Nitrate loss from cropland and other sources can be flushed into local rivers and streams, and may exceed safe drinking water standards in public water supplies. When this happens, water suppliers must consider using costly treatment or other measures to correct the problem. Predictions on when high nitrate levels might occur in the future are needed for suppliers to make timely management decisions.
In a recent study, Markus and colleagues from the U.S., Italy, and the United Kingdom applied artificial intelligence to analyze six years of data from the Upper Sangamon River watershed, which discharges into Lake Decatur. The study objective was to investigate the tools to improve forecasting of high nitrate levels one week in advance of an event, such as a heavy rain. They tested the accuracy of data mining, or searching for patterns in large quantities of data to find exceptional solutions.
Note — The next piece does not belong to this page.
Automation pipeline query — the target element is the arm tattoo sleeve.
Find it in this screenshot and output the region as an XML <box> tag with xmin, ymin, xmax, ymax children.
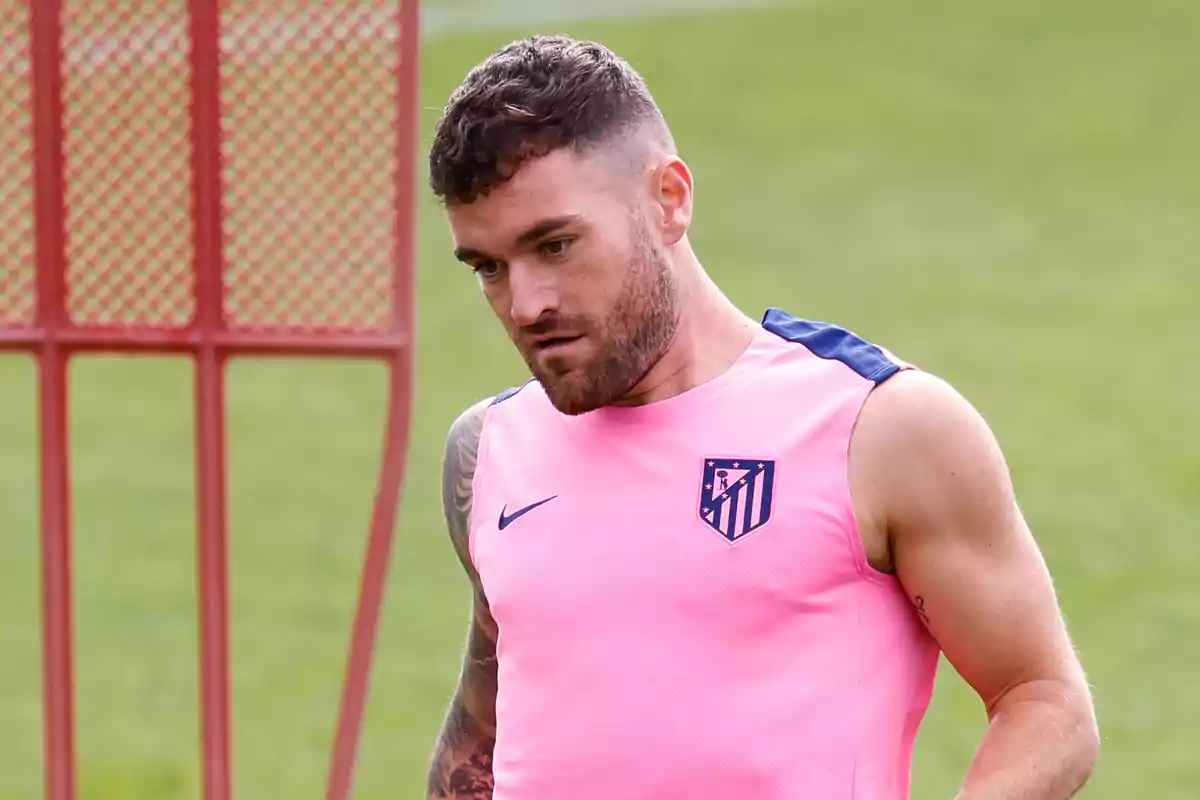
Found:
<box><xmin>427</xmin><ymin>401</ymin><xmax>497</xmax><ymax>800</ymax></box>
“With data mining, we can discover hidden relationships and their changes among variables that are not easily acquired by the usual methods of computer modeling,” Markus said. “Artificial neural networks and other technologies actually mimic human thinking and reasoning.”
Artificial neural network systems simulate intelligence by attempting to reproduce the types of physical connections that occur in human brains. Another technology that ISWS scientists have used is evolutionary algorithms, which are inspired by the theory of evolution in which the “fittest” or best solution has evolved. In this case, these technologies show which parameters and relationships provide the best prediction of nitrate in drinking water.
In these and similar studies, scientists feed the program with data, and the computer reveals which factors are most important in this particular challenge now, later, and in various cycles.
“In the traditional approach, we start with a model and assume it works,” Markus said. “In our studies, we didn’t have to assume anything; the computer sorts out the data and finds relationships between variables that we may not have realized.”
Markus and his colleagues have found that artificial neural networks are highly accurate in predicting drinking water contamination and detecting changing complexity of the relationships for different seasons. The evolutionary algorithms method was very useful in determining the most relevant predictors and types of predictive relationships. A multi-tool approach may be best for nitrate forecasting.
The engineers are facing numerous challenges in modeling water systems due to climate change, climate variability, land-use land-cover changes, urbanization, hydraulic alterations, and other factors. There is a great potential for data mining tools in modeling the increasingly complex water system and predicting its future.